= 2015 Junior WRC Championship =

The 2015 FIA Junior WRC Championship was the third season of Junior WRC, a rallying championship governed by the Fédération Internationale de l'Automobile, running in support of the World Rally Championship.

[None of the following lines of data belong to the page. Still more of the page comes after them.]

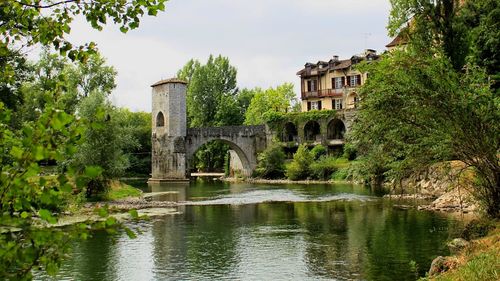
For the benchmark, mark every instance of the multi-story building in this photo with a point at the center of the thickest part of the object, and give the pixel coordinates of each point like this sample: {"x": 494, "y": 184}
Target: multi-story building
{"x": 333, "y": 84}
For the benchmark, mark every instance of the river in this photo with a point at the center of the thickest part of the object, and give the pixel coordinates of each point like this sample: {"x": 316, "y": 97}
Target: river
{"x": 268, "y": 232}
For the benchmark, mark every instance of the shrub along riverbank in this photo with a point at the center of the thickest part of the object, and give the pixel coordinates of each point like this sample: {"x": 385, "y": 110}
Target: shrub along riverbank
{"x": 478, "y": 260}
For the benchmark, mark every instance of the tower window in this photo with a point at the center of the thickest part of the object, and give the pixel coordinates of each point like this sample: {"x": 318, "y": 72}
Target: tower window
{"x": 160, "y": 120}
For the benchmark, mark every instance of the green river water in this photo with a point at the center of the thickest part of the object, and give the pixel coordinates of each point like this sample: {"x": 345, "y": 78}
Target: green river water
{"x": 268, "y": 232}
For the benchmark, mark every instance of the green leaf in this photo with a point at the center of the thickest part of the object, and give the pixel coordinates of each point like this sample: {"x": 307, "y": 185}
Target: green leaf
{"x": 16, "y": 152}
{"x": 130, "y": 233}
{"x": 111, "y": 221}
{"x": 47, "y": 216}
{"x": 133, "y": 213}
{"x": 102, "y": 212}
{"x": 93, "y": 171}
{"x": 24, "y": 215}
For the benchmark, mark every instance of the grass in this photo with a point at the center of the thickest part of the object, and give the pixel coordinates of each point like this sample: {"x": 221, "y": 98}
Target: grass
{"x": 479, "y": 262}
{"x": 119, "y": 190}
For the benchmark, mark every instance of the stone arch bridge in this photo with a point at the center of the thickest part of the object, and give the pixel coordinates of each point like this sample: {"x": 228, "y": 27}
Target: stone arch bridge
{"x": 174, "y": 145}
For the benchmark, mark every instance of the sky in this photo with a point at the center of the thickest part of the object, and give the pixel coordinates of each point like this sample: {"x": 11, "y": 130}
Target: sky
{"x": 268, "y": 41}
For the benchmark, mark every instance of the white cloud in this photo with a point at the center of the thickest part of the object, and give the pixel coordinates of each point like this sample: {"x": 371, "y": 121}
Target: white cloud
{"x": 268, "y": 41}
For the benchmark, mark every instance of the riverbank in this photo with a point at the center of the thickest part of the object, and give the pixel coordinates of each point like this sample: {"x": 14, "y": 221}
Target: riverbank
{"x": 279, "y": 181}
{"x": 476, "y": 260}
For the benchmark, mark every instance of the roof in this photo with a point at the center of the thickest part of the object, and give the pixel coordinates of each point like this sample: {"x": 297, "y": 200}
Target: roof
{"x": 167, "y": 81}
{"x": 335, "y": 64}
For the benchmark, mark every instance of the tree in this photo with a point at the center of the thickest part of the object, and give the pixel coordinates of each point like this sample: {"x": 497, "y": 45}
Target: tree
{"x": 26, "y": 198}
{"x": 482, "y": 21}
{"x": 210, "y": 87}
{"x": 271, "y": 162}
{"x": 279, "y": 99}
{"x": 299, "y": 168}
{"x": 430, "y": 24}
{"x": 212, "y": 100}
{"x": 138, "y": 151}
{"x": 30, "y": 22}
{"x": 416, "y": 111}
{"x": 102, "y": 143}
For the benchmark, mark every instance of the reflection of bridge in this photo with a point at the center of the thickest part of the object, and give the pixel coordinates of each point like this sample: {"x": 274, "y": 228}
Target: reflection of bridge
{"x": 174, "y": 144}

The championship was open to drivers under the age of twenty-eight. All teams contested six nominated European events, out of seven rounds, with all of their scores counting towards their final championship position. The drivers competed in identical Citroën DS3 R3Ts with the 2014 homologated MAX Kit, using Michelin tyres. The winner received a programme of six rallies in Europe in a Citroën DS3 R5, competing in the 2016 WRC2 Championship.

==Calendar==

The final 2015 Junior WRC calendar consisted of seven European events (up from the six used in 2014), taken from the 2015 World Rally Championship.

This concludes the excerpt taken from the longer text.